City Manager Harold Duffey said the city will be able to bring its payments up to date in December, when it expects to receive about $5 million from a parcel tax designated to pay pension costs. The city is also hoping to secure a $10-million line of credit this month.

“If PERS looks through their records, they clearly understand the city has had a history of falling behind on PERS payments and catching up in December,” Duffey said.

He said the current issues with CalPERS stemmed from a conversation about bankruptcy at a City Council meeting in July. City officials have since said they have no intention of filing for bankruptcy, but the discussion “made everyone nervous,” Duffey said.

Other California cities that previously filed for bankruptcy, including Vallejo and Stockton, continued to make their CalPERS payments. Some of Stockton’s creditors, including bond investors, have challenged that city’s bankruptcy filing, arguing that the city should have sought concessions from CalPERS.
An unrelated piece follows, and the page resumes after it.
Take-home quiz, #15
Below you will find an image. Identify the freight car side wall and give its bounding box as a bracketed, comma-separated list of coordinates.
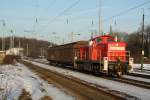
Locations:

“If either San Bernardino or Compton succeed in redefining its pension obligations, it would set a precedent that CalPERS (and potentially CalSTRS, the California State Teachers’ Retirement System) can be brought to the negotiating table,” the Moody’s report said. “CalPERS, however, has every incentive to pursue all of its legal rights to their fullest extent to make these cities pay under California law, and so discourage other fiscally stressed California municipalities from withholding their required pension payments.”